Dispatcher is the core component of the framework. Subclassing this enables all of the event functionality.

Usage

from pydispatch import Dispatcher

class MyEmitter(Dispatcher):
    _events_ = ['on_state', 'new_data']
    def do_some_stuff(self):
        # do stuff that makes new data
        data = self.get_some_data()
        self.emit('new_data', data=data)

# An observer - could inherit from Dispatcher or any other class
class MyListener(object):
    def on_new_data(self, *args, **kwargs):
        data = kwargs.get('data')
        print('I got data: {}'.format(data))
    def on_emitter_state(self, *args, **kwargs):
        print('emitter state changed')

emitter = MyEmitter()
listener = MyListener()

emitter.bind(on_state=listener.on_emitter_state)
emitter.bind(new_data=listener.on_new_data)

emitter.do_some_stuff()
# >>> I got data: ...

emitter.emit('on_state')
# >>> emitter state changed

The bind method above could also be combined:

emitter.bind(on_state=listener.on_emitter_state,
             new_data=listener.on_new_data)

Events can also be created after object creation:

emitter.register_event('need_data')

# Multiple events can also be created:
emitter.register_event('value_changed', 'something_happened')

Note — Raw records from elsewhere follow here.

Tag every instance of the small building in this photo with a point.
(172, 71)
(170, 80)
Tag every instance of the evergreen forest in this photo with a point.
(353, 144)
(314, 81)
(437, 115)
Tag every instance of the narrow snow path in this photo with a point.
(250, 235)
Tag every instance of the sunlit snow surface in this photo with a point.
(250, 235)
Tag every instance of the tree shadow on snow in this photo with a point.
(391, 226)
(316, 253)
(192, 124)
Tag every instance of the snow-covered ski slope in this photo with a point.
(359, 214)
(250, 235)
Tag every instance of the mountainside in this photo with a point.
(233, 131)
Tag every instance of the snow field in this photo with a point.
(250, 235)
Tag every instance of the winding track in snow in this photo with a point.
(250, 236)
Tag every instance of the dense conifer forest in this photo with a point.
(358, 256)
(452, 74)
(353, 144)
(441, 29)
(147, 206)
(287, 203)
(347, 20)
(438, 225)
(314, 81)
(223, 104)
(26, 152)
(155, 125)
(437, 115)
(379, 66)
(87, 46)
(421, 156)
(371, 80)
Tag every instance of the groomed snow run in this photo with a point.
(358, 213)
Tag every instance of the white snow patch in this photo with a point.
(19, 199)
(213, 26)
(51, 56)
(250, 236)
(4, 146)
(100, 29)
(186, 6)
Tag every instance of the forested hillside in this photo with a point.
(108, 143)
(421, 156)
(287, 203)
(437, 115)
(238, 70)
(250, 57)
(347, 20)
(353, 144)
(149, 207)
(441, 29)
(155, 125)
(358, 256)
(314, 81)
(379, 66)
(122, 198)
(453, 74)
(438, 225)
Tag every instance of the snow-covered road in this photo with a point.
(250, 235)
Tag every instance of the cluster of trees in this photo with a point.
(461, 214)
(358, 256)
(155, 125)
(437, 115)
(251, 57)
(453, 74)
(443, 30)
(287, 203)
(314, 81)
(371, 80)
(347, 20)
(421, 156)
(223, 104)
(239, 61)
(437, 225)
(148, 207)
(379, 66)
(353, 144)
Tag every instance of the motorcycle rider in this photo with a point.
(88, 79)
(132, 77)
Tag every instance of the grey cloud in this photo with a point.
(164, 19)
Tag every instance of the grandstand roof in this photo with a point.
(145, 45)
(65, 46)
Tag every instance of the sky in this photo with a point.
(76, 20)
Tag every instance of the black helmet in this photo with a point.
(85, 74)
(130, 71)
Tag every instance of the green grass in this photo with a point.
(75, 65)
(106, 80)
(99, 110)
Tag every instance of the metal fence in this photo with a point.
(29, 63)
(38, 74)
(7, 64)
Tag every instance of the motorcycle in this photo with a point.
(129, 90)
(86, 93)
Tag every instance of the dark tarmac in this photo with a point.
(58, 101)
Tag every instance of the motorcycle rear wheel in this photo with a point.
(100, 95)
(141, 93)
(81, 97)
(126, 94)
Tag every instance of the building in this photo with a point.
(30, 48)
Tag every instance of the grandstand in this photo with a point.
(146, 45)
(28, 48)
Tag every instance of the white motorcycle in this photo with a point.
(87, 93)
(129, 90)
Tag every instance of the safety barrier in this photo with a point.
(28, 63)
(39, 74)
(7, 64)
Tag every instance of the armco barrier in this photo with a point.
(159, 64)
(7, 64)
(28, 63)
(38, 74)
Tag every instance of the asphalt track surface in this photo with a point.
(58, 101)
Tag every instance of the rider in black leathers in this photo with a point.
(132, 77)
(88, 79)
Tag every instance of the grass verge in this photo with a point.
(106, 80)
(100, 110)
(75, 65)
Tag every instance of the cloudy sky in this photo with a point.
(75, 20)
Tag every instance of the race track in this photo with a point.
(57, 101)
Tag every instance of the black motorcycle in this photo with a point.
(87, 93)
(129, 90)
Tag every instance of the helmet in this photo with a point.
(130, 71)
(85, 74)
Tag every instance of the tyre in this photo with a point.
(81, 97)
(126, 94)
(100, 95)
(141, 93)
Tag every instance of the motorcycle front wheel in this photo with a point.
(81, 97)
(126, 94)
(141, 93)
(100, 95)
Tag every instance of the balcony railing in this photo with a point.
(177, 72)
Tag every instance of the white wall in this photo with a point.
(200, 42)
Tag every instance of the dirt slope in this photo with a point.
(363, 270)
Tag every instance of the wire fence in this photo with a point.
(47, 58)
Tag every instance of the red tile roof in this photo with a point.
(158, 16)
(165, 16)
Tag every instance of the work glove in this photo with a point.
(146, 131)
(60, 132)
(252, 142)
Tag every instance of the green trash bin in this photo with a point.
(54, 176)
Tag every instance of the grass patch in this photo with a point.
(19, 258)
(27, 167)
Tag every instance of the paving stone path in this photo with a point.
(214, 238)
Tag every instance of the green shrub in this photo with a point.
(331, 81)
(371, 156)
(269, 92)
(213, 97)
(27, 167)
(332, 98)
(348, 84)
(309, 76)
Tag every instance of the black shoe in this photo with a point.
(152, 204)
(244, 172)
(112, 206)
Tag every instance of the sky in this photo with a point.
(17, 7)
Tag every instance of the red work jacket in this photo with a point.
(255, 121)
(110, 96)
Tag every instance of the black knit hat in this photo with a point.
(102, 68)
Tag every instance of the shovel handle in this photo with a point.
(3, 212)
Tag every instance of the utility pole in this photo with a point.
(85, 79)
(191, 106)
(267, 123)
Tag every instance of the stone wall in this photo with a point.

Stop listening by calling unbind:

emitter.unbind(listener.on_emitter_state)

# Or to unbind all events, just supply the instance object:
emitter.unbind(listener)

Callback Return Values

Event propagation will stop if any callback returns False. Any other return value is ignored.

Event Names

There are no restrictions on event names. The idea is to keep things as simple and non-restrictive as possible. When calling emit, and positional or keyword arguments supplied will be passed along to listeners.

Subclasses and __init__

The Dispatcher class does not use __init__ for any of its functionality. This is again to keep things simple and get the framework out of your way. It uses __new__ to handle instance creation. If your subclasses use __new__ for something, the call to super() is required, but you should probably check the code to determine how it fits with your own.